In 3 years, I will be as old as my grandmother was when I was born. My grandmother, ZZ, has been dead for 21 years – this is beginning to sound like a word problem in some horrible math book. Don’t worry, there are no trains leaving the station in this post. Moving on (yes, I did really just do that)
Anyhow, for the first half of my life, she was my most-favorite person in the world; we had a very strong relationship and I thank her daily for all she gave me. I haven’t seen her in a long time. Obviously. I mean, it’s not like she’s a zombie, though ZZ would be an awesome name for a zombie.
Anyway, I haven’t seen her in 20+ years…until today.

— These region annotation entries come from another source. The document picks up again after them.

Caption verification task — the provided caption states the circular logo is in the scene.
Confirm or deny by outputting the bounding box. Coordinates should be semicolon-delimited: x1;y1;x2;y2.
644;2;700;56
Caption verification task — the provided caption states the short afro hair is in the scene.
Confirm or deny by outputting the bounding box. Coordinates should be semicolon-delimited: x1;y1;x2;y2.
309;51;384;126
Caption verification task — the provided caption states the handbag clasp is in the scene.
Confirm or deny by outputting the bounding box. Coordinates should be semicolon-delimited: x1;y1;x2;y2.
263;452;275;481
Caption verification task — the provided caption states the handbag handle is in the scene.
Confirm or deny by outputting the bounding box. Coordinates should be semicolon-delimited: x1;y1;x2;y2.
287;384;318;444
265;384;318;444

I’m 40. Life and time have taken their toll on my person and it’s showing. I look more and more like my own mother every day and today, when I looked in the mirror while washing my hands, I also saw my grandmother.
It’s the jowls.
I’m sure she didn’t have them when she was 43 but by the time I started memorizing her face, her voice, her smell, all those things you learn about a person just by being around her, her jowls were probably making an appearance and the older she got, the more pronounced they became. For some reason, one I can’t figure out, I loved them. They looked so soft and touchable and they were so … ZZ. No one else had a jawline quite like hers. And now I do. Or, at least, I’m beginning to.
I know I should be a little alarmed by my sagging skin, my gray hair and wrinkles, my changing appearance. And sometimes I am. But today I’m thankful and even joyous to find my grandmother’s face in mine; it’s nice to see her again.